The shepherd poured some wine from a tattered straw flask into four greasy tumblers and the men sat at the oilcloth-covered table. The woman dropped rennet into the two cauldrons, stirred them, and then went on peeling the mound of artichokes in silence.
'Your eldest son's not here?' began the Brigadier.
'Him!' The shepherd drained his glass and reached for th*e flask. 'He's never here.' He had lost his cheekiness now that they were indoors and under the eye of his wife.
'Lucky you've got a good lad like this one, then.'
The second boy was a cheerful replica of his mother, his high, red cheeks almost burying his slanted dark eyes. He looked from one to the other of their faces but knew better than to open his mouth. The only sounds came from the other end of the room where the woman was splitting the artichokes and tossing them with a splash into a big plastic bowl. A big log settled in the fire with a shower of sparks and began to blaze fiercely, brightening the room and darkening its shadows.
'There's a girl missing.'
None of the family spoke or looked at the others. The woman, tight-lipped, turned her back on them and began to slap the milk vigorously with a peeled wand spiked at one end where smaller branches had been lopped off.
'Perhaps she's wandered here by mistake,' went on the Brigadier, determined to provoke an answer.
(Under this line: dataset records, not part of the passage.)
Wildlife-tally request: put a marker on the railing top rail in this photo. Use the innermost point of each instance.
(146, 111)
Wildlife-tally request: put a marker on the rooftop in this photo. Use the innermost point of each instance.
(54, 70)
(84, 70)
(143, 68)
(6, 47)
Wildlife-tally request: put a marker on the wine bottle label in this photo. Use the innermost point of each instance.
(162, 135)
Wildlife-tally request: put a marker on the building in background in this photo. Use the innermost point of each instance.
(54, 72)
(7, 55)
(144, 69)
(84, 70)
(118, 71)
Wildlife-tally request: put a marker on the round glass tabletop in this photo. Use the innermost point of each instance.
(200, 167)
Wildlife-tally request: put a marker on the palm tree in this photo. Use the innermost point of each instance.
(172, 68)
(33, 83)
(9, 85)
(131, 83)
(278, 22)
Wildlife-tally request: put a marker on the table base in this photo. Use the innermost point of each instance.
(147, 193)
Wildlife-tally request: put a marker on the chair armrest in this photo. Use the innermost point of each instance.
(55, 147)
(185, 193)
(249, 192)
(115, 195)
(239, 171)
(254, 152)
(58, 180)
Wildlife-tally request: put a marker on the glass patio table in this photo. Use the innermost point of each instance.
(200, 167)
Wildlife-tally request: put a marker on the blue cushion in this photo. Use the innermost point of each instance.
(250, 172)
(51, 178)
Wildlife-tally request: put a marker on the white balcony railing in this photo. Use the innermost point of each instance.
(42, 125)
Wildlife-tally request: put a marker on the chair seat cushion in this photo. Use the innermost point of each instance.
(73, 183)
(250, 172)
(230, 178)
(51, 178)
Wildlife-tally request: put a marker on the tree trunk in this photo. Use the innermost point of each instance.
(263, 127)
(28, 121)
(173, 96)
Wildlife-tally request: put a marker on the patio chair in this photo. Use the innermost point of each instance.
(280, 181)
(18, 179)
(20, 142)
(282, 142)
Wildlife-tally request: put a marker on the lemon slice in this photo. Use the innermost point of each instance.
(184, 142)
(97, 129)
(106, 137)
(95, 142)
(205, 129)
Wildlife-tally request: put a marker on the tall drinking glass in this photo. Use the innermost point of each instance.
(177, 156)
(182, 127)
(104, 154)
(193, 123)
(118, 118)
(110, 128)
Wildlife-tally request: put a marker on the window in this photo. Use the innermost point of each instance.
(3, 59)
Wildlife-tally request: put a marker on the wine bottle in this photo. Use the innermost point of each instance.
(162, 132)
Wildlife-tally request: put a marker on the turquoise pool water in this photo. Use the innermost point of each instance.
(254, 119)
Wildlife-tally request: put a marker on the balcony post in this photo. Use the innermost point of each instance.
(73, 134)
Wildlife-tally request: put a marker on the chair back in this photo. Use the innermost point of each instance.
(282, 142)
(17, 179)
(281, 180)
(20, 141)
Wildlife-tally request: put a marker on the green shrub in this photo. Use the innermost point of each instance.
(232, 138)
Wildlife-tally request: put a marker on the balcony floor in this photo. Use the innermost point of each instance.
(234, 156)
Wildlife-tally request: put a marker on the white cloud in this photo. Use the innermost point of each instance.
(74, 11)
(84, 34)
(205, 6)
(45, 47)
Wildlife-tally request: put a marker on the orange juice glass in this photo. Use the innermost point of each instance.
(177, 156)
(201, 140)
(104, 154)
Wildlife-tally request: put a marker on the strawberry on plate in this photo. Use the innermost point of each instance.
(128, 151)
'You know better than that,' the shepherd mumbled.
'All right, I know better. We know all your tricks and kidnapping isn't one of them . . . The only thing is, we're not so sure about your son.'
Piladu slid a sidelong look at his wife's back. She had thrown the artichoke leaves into a bucket and turned to slap and stir the milk again.
Has he found work in Florence?' asked the Brigadier innocently.
'Florence!' Piladu spat the word, and then, as if to distract them, he snapped at his wife, 'when are we going to eat?'
'The woman said, more to herself than to him, 'How many things do you think I can do at once. Maria!'
A girl appeared from the next room. She couldn't have been more than thirteen or fourteen but her face was thickly painted and her clothes were frivolous, brightly coloured things. A long, glittering scarf was draped round her neck. She began setting out plates and glasses, walking round the two carabinieri as though they weren't there. Her cheap, strong perfume mingled with the sour milk and woodsmoke. When the table was ready she filled a deep pan with water and put it on the cooker, her movements slow and simpering in contrast to those of her mother, who quickly poured olive oil into a big black frying-pan, threw in the artichokes, covered them and rinsed her hands and arms before drawing a chair up to one of the cauldrons and sliding into the curd up to her elbows.